Big Jack had to be a Manager. He was always a leader, of sorts, even without the armband. Led by example, knew the game, was charismatic, was tough.
Those, like me, who remember the TV documentary from way back that showed him a) charging about the dressing room with the lads, todger-swingingly starkers and b) urging a youngster to “show me some aggression, son” still hold those memories close, amongstbothers. Absurdly, wonderfully macho stuff.
It utterly figures that this English icon could and did become and Irish legend. (Who else might ever fall into that particular category?!?) Charlton proved yet again that belief and togetherness and a ‘way of playing’ – a euphemism for simple, achievable patterns – can trump higher levels of quality in your opponent. Ireland had some players but they were driven to the World Cup Quarters by ‘Wor Jackie’s’ spirit… and method.
In my understanding of the phrase ‘Wor Jackie’, there is the association or assumption that ‘Wor’ implies, if not actually means, ‘our’. It’s for bellowing in approval at one of ours.
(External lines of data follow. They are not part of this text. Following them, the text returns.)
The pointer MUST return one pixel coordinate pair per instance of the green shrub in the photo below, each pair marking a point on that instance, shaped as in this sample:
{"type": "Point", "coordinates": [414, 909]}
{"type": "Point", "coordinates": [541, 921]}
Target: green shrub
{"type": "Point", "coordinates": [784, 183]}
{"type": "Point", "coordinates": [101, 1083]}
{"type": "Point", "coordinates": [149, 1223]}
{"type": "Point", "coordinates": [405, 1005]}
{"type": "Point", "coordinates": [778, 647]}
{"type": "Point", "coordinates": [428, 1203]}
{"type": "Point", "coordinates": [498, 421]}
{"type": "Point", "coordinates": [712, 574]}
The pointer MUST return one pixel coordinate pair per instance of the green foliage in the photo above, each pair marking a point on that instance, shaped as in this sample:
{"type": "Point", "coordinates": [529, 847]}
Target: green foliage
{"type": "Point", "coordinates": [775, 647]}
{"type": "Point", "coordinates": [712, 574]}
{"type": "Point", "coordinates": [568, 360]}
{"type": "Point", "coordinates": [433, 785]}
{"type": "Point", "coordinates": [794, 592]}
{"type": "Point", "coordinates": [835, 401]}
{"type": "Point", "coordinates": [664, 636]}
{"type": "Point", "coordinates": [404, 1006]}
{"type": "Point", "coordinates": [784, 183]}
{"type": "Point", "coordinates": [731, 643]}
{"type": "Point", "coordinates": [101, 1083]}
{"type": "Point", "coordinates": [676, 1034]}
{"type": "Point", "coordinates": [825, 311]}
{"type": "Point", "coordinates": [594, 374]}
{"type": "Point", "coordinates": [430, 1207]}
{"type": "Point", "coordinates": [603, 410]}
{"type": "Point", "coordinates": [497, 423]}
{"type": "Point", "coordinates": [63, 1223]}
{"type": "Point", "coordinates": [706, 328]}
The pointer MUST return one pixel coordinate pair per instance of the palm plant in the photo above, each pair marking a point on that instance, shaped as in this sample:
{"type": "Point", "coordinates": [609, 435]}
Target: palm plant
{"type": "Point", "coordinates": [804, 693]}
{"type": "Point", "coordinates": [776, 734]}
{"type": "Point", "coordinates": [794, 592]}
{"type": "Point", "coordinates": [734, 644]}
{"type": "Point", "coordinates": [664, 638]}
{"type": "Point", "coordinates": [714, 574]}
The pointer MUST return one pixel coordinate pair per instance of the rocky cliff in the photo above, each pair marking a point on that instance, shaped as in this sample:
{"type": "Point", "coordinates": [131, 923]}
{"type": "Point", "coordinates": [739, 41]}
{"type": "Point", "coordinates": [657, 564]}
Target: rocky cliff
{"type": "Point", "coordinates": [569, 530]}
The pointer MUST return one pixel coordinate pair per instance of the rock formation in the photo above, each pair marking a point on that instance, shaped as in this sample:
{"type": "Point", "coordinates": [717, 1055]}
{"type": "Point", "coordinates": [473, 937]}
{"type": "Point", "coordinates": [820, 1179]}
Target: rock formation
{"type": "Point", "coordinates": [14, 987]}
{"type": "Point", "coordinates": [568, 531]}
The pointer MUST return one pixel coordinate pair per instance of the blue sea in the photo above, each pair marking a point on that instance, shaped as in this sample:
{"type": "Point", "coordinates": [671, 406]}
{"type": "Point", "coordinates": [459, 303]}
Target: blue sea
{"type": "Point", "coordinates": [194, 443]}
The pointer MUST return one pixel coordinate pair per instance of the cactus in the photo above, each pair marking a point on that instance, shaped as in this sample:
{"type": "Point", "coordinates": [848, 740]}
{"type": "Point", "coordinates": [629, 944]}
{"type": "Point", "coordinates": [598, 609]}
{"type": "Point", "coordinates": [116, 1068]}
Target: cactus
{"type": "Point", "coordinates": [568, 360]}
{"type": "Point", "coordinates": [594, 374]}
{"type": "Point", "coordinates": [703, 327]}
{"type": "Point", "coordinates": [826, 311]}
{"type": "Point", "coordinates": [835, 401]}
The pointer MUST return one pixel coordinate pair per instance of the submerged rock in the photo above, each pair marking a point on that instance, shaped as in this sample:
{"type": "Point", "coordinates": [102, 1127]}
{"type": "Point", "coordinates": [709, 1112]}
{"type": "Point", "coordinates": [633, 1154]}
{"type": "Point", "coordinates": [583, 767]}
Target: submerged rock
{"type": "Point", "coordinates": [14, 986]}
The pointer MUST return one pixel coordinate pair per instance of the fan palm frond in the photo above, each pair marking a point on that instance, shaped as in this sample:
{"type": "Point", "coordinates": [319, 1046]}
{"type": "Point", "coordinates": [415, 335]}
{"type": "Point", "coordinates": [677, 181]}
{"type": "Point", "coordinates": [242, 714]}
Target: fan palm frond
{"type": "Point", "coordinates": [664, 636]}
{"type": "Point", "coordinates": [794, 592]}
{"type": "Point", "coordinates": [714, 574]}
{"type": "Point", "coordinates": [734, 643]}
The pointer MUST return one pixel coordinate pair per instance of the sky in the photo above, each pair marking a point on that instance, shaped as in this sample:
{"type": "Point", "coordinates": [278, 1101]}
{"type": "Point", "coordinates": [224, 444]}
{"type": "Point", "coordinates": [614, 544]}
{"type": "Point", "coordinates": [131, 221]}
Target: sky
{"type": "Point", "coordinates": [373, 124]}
Turns out that Charlton J’s powerful contribution, rather than being parochial, went inspiringly international, went beyond Northumberland and Leeds and England, because folks loved and followed and trusted his truth.
John Charlton – full name, what else? – strode manfully through a football life, keeping it simple, keeping it real in the way that only an irreducibly working class man might. He had more ‘chin’ than his brother, was a tad more abrasive, but ultimately shared that same wondrous humility.
It was another age when England won the World Cup: I smile when I think of Jack Charlton facing (say) David Silva, in a different dimension. Manchester City’s serpentine genius might ask a few questions of the Leeds man. One way or another I’m guessing the old warhorse would let it be known that he was a force – and “never mind yer poncy tickertackie”.
Wor Jackie was of his time but what a time he made of it.